Per farla breve, Fazio (o chi per lui) ha gestito da consumato giocoliere la trattativa della vita, quasi obbligando la Rai a stare sulla difensiva precisando tutto il precisabile per non soffocare sotto la marea montante di reazioni negative di pubblico e stampa. Ad esempio, da Viale Mazzini si precisa che lo stipendio di Fazio non è aumentato visto che anche la scorsa stagione ammontava a 2,2 milioni l'anno, comprensivi di Che Tempo che fa e anche di Rischiatutto (che, almeno per ora, non si rifarà). Oltre al fatto che Che tempo che fa avrà un numero maggiore di serate e passerà da Raitre a Raiuno.
Ma, restando al costo di Che tempo che fa, non si capisce come le spese di produzione possano essere di soli 600mila euro (visto che il budget complessivo è di 2,8 milioni annui di cui 2,2 sono per il cachet di Fazio).
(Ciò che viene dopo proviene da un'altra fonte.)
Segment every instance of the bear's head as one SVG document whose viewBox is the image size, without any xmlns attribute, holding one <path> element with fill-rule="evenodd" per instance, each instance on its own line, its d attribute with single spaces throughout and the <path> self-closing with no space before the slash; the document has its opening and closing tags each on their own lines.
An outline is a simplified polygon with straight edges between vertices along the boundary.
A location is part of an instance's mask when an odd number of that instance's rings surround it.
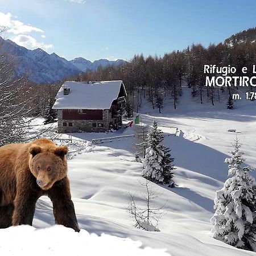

Questioni che andrebbero chiarite.
Magari aiuteranno a farlo gli esposti di Anzaldi all'Anac e alla Corte dei Conti e quello del Codacons non solo alla Corte dei Conti ma pure alla magistratura. «È una sorta di furto con destrezza, tenuto conto della natura pubblica della Rai», spiega il presidente Carlo Rienzi, confermando che il caso Fazio è ancora lontano dall'essersi sopito.